Der ins Gerede gekommene Indento-Vertrag der DAK und anderer Krankenkassen ist so ein mehrseitiges Vertragskonstrukt zulasten Dritter. Worum es der DAK dabei geht, gibt sie unumwunden zu. In einem Brief an die zm-Redaktion betont die DAK, als Reaktion auf die zm-Berichterstattung „Kein Grund für Knebelverträge“ (zm 19/2009): „[Es] wurden die entsprechenden gesetzlichen Voraussetzungen geschaffen, ... Vereinbarungen zu treffen, die besonderen Versorgungsbedürfnissen Rechnung tragen. Hiervon macht die DAK Gebrauch. Im Zeitalter der Globalisierung gestaltet sich der Markt – auch der Gesundheitsmarkt – neu und dann ist es sehr von Nachteil, aufgrund fehlender Konzepte und Strukturen daran nicht teilzuhaben.“

Nun ist das Thema zu ernst, um zu spekulieren, wie die DAK das mit der Globalisierung so meint.
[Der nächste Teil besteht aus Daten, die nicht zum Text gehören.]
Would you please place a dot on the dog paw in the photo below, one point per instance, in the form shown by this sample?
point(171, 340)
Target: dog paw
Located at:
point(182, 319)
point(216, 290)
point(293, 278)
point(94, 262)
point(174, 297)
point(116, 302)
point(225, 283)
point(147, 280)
Auf jeden Fall hat sie sich für uns Zahnärzte etwas Besonderes ausgedacht: Honorarverzicht bei Regelversorgung, limitierter GOZ-Steigerungssatz bei gleichartigen Versorgungen, eine PZR zum Dumpingpreis, die zu lausiger Qualität führen muss, verlängerte Gewährleistungsfrist, vertragliche Bindung an vorgegebene Labore und Materialien – alles garniert mit einer gepfefferten Bearbeitungsgebühr. Auch das ist Wettbewerb. Fairer Wettbewerb?

In einem Interview mit der Berliner Zeitung (2.10.09) führte Jens Spahn, CDU, aus: „Es kann nicht darum gehen, aus Krankenkassen gewinnorientierte Aktiengesellschaften zu machen. Wir sind sicher keine Privatisierungsfetischisten. Ziel muss es sein, den Kassen auf der einen Seite mehr Freiheiten im Wettbewerb untereinander und im Verhältnis zum Leistungserbringer zu geben und auf der anderen Seite das Wettbewerbsund Kartellrecht durchgängig anzuwenden. [...] Wir merken etwa bei den Rabattverträgen für Arzneimittel, dass die übergroße Marktmacht der Kassen mittelständische Strukturen kaputt zu machen droht. Die kleinen Pharmahersteller in Deutschland bleiben auf der Strecke, große Generikahersteller aus Indien drängen mit Dumpingpreisen auf den Markt. Das kann langfristig nicht unser Ziel sein. Da braucht es dringend eine Wettbewerbsordnung.“

Wir werden sehen, was aus dem Wildwuchs wird. Natürlich bleibt es jedem Kollegen, jeder Kollegin unbenommen, sich in derartige Vertragsstrukturen einzuschreiben. Nur: So wie die Krankenkassen ihre Versicherten beraten, so beraten wir unsere Kollegen und unsere Patienten. Dazu analysieren wir auch Selektivverträge. Was jetzt auf dem Tisch liegt, geht zulasten Dritter – zulasten der Zahnärzte. Testurteil daher: nicht empfehlenswert. Das muss der Kollege wissen, den das Vertrags-„Angebot“ erreicht. Ein unmoralisches Angebot? Vielleicht. Ein vergiftetes Angebot? Ganz sicher.